Without enumerating the particulars of the satellite operation proposed and the impressive, but wholly novel technologies required to deliver upon its promise, it was fairly clear that several specific events needed to occur from assembly, to launch, to deployment, to data delivery, to calibration, to interpretation, to ultimately, financial modeling that “beat the market.” The issue seemed to be, not that any of these individual accomplishments were improbable, but rather, that they were:

  1. Arranged in sequence (each is required to facilitate the next)

  2. One-shot (failure once precludes any subsequent attempts)

  3. Unproven (novel action / novel circumstances, uncertainty will remain)

If this sounds strikingly similar to “Beat the Streak,” congratulations, you are now qualified for the role of cynical consultant.
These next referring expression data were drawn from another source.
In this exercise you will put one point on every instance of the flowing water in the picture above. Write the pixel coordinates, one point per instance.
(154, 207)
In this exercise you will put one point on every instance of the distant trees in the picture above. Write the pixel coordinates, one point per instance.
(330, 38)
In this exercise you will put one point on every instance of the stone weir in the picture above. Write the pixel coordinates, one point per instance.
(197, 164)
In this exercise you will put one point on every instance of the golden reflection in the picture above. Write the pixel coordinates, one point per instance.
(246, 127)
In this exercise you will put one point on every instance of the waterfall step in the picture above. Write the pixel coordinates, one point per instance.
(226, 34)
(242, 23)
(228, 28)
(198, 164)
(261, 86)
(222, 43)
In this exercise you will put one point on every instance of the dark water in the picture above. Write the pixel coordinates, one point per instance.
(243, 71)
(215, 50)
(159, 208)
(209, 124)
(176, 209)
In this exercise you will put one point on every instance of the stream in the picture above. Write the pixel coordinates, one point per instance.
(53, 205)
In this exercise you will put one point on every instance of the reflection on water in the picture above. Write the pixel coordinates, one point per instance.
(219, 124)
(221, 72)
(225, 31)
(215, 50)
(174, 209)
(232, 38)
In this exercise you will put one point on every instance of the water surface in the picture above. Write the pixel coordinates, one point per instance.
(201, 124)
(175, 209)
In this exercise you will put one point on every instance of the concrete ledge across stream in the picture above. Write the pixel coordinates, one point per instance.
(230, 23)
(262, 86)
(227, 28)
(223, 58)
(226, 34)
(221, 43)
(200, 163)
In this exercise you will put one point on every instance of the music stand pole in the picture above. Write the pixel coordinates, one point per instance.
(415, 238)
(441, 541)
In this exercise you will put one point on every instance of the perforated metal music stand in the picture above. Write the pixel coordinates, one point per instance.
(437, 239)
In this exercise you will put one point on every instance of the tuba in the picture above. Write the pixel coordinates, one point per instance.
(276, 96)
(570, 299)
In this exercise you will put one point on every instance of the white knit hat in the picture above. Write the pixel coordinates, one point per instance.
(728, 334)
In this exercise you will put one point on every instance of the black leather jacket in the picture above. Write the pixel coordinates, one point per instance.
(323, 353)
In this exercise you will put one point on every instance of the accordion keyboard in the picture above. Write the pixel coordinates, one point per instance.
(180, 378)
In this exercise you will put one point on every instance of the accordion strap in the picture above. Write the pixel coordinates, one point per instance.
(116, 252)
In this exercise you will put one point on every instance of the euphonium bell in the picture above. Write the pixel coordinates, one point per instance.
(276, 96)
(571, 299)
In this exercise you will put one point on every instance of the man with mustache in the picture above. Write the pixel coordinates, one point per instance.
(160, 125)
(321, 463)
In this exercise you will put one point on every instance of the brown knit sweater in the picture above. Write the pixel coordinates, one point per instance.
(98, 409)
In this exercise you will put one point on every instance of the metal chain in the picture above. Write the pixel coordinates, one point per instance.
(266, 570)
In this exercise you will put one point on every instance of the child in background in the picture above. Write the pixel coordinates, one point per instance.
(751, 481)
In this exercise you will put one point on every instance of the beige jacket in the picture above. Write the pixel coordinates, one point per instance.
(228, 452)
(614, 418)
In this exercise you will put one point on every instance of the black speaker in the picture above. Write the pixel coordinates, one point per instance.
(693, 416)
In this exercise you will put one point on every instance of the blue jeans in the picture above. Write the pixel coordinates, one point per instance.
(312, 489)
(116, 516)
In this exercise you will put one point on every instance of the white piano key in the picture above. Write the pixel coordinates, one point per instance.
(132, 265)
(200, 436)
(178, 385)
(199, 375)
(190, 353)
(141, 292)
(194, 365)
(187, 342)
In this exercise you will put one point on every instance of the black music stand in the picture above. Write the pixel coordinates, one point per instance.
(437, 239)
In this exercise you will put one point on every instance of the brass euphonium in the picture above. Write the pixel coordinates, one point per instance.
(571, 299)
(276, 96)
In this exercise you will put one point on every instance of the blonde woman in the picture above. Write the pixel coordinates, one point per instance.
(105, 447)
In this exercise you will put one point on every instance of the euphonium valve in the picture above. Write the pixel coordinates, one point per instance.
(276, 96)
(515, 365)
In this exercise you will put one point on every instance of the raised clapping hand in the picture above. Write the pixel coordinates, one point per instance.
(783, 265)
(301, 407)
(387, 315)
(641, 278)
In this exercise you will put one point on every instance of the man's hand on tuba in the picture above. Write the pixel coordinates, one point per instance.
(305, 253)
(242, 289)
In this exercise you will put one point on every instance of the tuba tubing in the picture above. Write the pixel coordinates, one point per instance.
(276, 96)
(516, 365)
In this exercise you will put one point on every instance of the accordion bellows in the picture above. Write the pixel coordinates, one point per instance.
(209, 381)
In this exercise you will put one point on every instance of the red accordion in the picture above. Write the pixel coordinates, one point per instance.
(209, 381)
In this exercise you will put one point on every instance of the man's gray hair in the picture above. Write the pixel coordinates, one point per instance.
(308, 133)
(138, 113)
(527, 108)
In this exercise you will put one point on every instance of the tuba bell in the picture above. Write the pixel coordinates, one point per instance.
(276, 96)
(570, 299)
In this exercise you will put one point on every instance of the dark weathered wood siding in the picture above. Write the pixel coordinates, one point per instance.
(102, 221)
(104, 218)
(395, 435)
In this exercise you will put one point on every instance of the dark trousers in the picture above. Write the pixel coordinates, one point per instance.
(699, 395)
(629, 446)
Far too many investments are stunningly naive with respect to this type of thinking. Want proof? Given a sufficient number of employees, it is virtually certain that at least one is unimaginably reckless. Given a sufficient quantity of web traffic, it is virtually certain that at least one visitor is truly malicious. Given a sufficient number of users, it is virtually certain that at least one is a moron, incessant with complaints, etc. I continue to be amazed that, given this type of reasoning, the conversation rarely, if ever, begins with the discussion of potential impacts from one employee who succumbs to phishing efforts, one nefarious bot that executes at attack with reasonable sophistication, or one user who stumbles around the application with all the grace of an inebriated elephant.

Because as we’ve seen, small probabilities of failure, when multiplied by increasing numbers of opportunities to screw up, yields virtually certain disasters. The next time the aspirational growth projections for Q3 mention a dozen relatively likely occurrences, then require all of those outcomes, locate your grains of salt, and consider allocating some of those resources to the inevitable mitigation efforts when one of those games ends without a base hit. Given sufficient scale, sequential successes with 99% probability yield all-but-certain failure. Projects that are “too big to succeed” should never begin.